Virtual Private LAN Service (VPLS) is developed based on the traditional VLL solution. It supports multipoint-to-multipoint communication and proves to be a better solution for service providers.
VPLS combines the advantages of Ethernet and MPLS and implements all the functions that traditional LANs provide. It can connect geographically dispersed Ethernets through the service provider IP/MPLS networks so that the Ethernets can work as a single LAN.
As shown in Figure 1, a service provider simulates an Ethernet bridge on the MPLS backbone by using VPLS. The bridge forwards frames based on MAC address or MAC address and VLAN tag. In the simplest case, all sites connected to the PEs belong to a single VPLS instance, and each CE needs to communicate with the other CEs in the VPLS instance. For the CEs, the MPLS backbone functions just like an Ethernet bridge.
Figure 1 Ethernet bridge emulated by VPLS
VPLS provides these advantages:
· VPLS uses Ethernet interfaces at the user side, supporting quick and flexible service deployment at the border between the LAN and the WAN.
· With VPLS, users control and maintain routing policies on the user networks. This simplifies the management on the service provider network.
· All CEs of a VSI belong to a same subnet. This makes IP address planning much easier.
· The VPLS service is invisible to users. It is not involved in IP addressing and routing.
· CE—Customer edge device that is directly connected with the service provider network.
· PE—Provider edge device that connects one or more CEs to the service provider network for VPN service access. A PE maps and forwards packets between private networks and public network tunnels. In H-VPLS networking scenarios, a PE can be a UPE or NPE.
· UPE—User facing provider edge device that functions as the user access convergence device.

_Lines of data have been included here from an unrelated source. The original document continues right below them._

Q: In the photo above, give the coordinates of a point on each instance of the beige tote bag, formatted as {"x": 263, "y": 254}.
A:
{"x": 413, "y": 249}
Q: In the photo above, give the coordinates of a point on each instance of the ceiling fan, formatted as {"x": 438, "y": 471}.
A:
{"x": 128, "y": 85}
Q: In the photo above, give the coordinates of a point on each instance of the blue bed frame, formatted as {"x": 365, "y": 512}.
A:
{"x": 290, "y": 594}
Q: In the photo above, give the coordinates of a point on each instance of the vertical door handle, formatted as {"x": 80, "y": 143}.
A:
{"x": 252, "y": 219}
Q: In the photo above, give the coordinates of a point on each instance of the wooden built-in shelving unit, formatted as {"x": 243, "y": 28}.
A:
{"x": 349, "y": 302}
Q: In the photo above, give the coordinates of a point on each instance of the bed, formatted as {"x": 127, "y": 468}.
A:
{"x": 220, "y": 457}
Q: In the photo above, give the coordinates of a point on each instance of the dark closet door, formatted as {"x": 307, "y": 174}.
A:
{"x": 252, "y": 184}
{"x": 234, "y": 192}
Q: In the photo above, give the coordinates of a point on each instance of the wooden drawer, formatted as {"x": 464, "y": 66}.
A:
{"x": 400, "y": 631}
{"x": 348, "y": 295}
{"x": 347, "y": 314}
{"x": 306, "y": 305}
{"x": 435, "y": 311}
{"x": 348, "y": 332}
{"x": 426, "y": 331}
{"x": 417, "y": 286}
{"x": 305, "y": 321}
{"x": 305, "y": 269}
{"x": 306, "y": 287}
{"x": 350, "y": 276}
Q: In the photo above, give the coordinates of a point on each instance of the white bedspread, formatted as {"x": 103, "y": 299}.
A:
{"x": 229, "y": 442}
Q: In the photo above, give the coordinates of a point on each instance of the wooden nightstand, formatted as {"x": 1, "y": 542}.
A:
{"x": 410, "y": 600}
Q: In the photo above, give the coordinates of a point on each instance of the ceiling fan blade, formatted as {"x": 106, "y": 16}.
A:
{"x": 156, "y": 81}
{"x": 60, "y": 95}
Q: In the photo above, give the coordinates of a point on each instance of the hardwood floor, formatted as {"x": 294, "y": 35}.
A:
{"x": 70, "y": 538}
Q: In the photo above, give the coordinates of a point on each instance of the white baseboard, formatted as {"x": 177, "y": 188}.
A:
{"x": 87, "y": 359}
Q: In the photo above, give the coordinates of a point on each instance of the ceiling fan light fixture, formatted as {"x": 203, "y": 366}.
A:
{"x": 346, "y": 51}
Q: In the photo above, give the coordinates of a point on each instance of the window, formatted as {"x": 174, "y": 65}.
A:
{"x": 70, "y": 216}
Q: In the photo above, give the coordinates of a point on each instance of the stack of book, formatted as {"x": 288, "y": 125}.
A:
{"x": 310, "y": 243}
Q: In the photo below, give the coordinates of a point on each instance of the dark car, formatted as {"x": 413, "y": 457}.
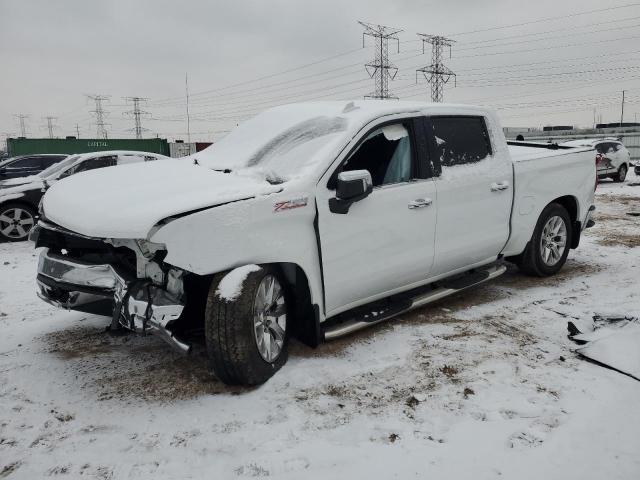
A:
{"x": 20, "y": 197}
{"x": 26, "y": 165}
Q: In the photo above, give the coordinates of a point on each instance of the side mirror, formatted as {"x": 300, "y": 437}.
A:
{"x": 351, "y": 187}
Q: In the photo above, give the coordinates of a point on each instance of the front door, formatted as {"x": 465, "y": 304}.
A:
{"x": 474, "y": 192}
{"x": 385, "y": 242}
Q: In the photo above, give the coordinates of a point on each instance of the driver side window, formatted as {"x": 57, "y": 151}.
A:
{"x": 386, "y": 153}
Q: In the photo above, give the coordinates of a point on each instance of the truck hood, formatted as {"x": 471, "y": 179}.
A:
{"x": 128, "y": 200}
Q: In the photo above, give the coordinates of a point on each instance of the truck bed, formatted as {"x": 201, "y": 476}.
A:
{"x": 540, "y": 172}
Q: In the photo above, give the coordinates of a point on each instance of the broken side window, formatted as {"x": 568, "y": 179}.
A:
{"x": 386, "y": 153}
{"x": 460, "y": 140}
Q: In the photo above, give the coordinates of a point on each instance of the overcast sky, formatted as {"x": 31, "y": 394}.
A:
{"x": 244, "y": 56}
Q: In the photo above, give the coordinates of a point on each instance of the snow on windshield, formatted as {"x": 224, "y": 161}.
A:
{"x": 278, "y": 144}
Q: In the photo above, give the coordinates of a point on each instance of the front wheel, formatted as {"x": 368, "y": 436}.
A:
{"x": 621, "y": 175}
{"x": 547, "y": 251}
{"x": 246, "y": 325}
{"x": 16, "y": 221}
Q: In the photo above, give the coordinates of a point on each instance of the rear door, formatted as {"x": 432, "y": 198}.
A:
{"x": 385, "y": 242}
{"x": 474, "y": 187}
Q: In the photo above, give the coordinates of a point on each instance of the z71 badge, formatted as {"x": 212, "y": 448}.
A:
{"x": 290, "y": 204}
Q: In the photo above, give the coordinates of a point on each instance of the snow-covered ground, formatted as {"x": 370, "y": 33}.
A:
{"x": 482, "y": 385}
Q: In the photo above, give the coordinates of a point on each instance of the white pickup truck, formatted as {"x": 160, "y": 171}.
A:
{"x": 310, "y": 220}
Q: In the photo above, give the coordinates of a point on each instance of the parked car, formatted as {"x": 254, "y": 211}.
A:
{"x": 612, "y": 157}
{"x": 19, "y": 197}
{"x": 312, "y": 220}
{"x": 26, "y": 165}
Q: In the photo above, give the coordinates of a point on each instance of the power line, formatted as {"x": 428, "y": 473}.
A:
{"x": 380, "y": 69}
{"x": 186, "y": 88}
{"x": 21, "y": 117}
{"x": 137, "y": 114}
{"x": 50, "y": 125}
{"x": 100, "y": 114}
{"x": 546, "y": 19}
{"x": 437, "y": 74}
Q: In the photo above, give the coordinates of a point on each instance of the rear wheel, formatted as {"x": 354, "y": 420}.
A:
{"x": 621, "y": 175}
{"x": 547, "y": 251}
{"x": 247, "y": 336}
{"x": 16, "y": 221}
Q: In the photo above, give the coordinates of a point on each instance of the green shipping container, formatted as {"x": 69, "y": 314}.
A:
{"x": 28, "y": 146}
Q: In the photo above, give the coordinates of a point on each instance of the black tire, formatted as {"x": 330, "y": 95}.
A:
{"x": 14, "y": 232}
{"x": 621, "y": 175}
{"x": 532, "y": 261}
{"x": 232, "y": 346}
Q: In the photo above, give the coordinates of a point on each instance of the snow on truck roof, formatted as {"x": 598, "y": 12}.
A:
{"x": 288, "y": 141}
{"x": 588, "y": 142}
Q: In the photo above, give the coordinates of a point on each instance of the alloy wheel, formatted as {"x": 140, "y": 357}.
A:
{"x": 269, "y": 318}
{"x": 553, "y": 241}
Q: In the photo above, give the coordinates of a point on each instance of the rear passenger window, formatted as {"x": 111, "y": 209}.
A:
{"x": 460, "y": 140}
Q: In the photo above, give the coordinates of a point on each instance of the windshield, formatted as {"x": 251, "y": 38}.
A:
{"x": 278, "y": 144}
{"x": 58, "y": 167}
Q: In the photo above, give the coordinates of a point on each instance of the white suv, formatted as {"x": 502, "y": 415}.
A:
{"x": 612, "y": 157}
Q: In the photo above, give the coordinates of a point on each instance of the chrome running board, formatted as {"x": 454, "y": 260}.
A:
{"x": 349, "y": 325}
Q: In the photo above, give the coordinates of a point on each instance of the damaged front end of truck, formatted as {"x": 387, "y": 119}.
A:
{"x": 126, "y": 280}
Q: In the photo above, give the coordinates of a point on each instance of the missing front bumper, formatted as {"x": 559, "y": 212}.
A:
{"x": 101, "y": 289}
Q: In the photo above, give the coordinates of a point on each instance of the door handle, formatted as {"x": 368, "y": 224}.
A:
{"x": 499, "y": 186}
{"x": 420, "y": 203}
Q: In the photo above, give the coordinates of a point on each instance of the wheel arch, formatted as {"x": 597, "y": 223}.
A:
{"x": 306, "y": 315}
{"x": 570, "y": 203}
{"x": 305, "y": 324}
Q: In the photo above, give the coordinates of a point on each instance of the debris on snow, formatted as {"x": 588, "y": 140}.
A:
{"x": 611, "y": 341}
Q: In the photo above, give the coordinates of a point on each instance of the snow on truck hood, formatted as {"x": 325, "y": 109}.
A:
{"x": 128, "y": 200}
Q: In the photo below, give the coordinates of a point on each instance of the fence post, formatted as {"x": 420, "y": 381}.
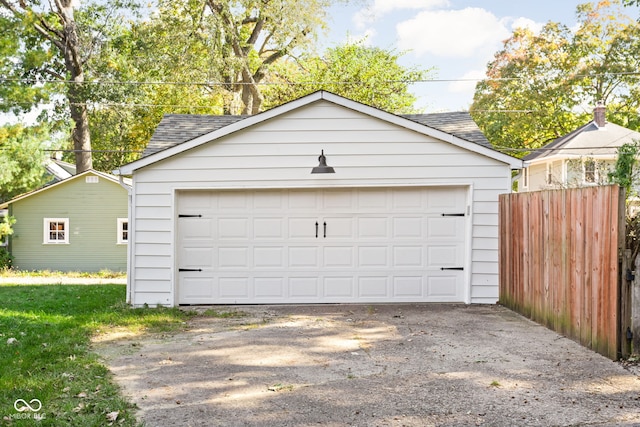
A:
{"x": 635, "y": 310}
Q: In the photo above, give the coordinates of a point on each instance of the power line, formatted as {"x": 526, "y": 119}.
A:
{"x": 281, "y": 83}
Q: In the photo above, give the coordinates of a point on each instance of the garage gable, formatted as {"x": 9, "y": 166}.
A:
{"x": 232, "y": 213}
{"x": 185, "y": 135}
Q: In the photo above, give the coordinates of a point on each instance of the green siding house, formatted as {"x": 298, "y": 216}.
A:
{"x": 77, "y": 224}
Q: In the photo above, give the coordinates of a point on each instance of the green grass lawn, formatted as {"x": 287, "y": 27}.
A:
{"x": 45, "y": 354}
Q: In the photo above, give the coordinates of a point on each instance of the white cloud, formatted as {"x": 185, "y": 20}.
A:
{"x": 379, "y": 8}
{"x": 365, "y": 38}
{"x": 452, "y": 33}
{"x": 527, "y": 23}
{"x": 467, "y": 83}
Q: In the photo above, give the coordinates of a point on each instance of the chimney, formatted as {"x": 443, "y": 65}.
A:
{"x": 599, "y": 115}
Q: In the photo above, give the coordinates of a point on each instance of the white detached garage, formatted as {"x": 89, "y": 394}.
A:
{"x": 225, "y": 209}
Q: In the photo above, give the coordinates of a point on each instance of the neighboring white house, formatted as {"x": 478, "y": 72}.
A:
{"x": 581, "y": 158}
{"x": 226, "y": 209}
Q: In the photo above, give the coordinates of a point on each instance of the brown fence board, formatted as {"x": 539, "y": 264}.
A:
{"x": 559, "y": 257}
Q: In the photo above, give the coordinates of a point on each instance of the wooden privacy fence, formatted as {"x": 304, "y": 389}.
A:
{"x": 559, "y": 261}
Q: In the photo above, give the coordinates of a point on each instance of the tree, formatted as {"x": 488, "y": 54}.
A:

· NPE—Network provider edge device that functions as the network core PE. An NPE resides at the edge of a VPLS network core domain and provides transparent VPLS transport services between core networks.
· Service delimiter—Identifier that a service provider adds before a user data packet to identify which VPN the packet belongs to. A service delimiter is local significant. A typical example of service delimiter is the outer tag in QinQ.
· QinQ—802.1Q in 802.1Q, a tunneling protocol based on 802.1Q. It offers a point-to-multipoint L2VPN service mechanism. QinQ allows packets to carry both the private network VLAN tags and the public network VLAN tags to travel across the service provider network. It provides a simpler Layer 2 VPN tunneling service.
VPLS network architecture
As shown in Figure 2, a VPLS network consists of these primary components:
· AC—Attachment circuit that connects a user with the service provider, that is, a link between a CE and a PE. The ends of an AC can only be Ethernet interfaces.
· PW—Pseudowire, bidirectional virtual connection between VSIs on two PEs. A PW consists of two unidirectional LSPs.
· Tunnel—Direct channel between a local PE and the peer PE for transparent data transmission in between. A tunnel can be an MPLS tunnel or a GRE tunnel. It carries one or more PWs over an IP/MPLS backbone.
· PW signaling—Protocol that is the fundament of VPLS. It is used for creating and maintaining PWs and automatically discovering VSI peer PEs. Currently, there are two PW signaling protocols: LDP and BGP.
· VPLS instance—A customer network might contain multiple geographically dispersed sites. The service provider uses VPLS to connect all the sites to create a single Layer 2 VPN, which is referred to as a VPLS instance. Sites in different VPLS instances cannot communicate with each other at Layer 2.
· VSI—Virtual switch instance, an Ethernet bridge function entity of a VPLS instance on a PE. It forwards Layer 2 frames based on MAC address and VLAN tag.
A PW is a communication tunnel on the public network. It can be established on an MPLS tunnel (a common LSP or a CR-LSP) or a GRE tunnel. For a PW to be established, you need to do the following configurations:
1. Establish an MPLS or GRE tunnel between the local end and the peer PE.
2. Determine the address of the peer PE. If the peer PE is in the same VSI as the local end, you can specify the address of the peer PE manually, or let the signaling protocol find the peer PE automatically.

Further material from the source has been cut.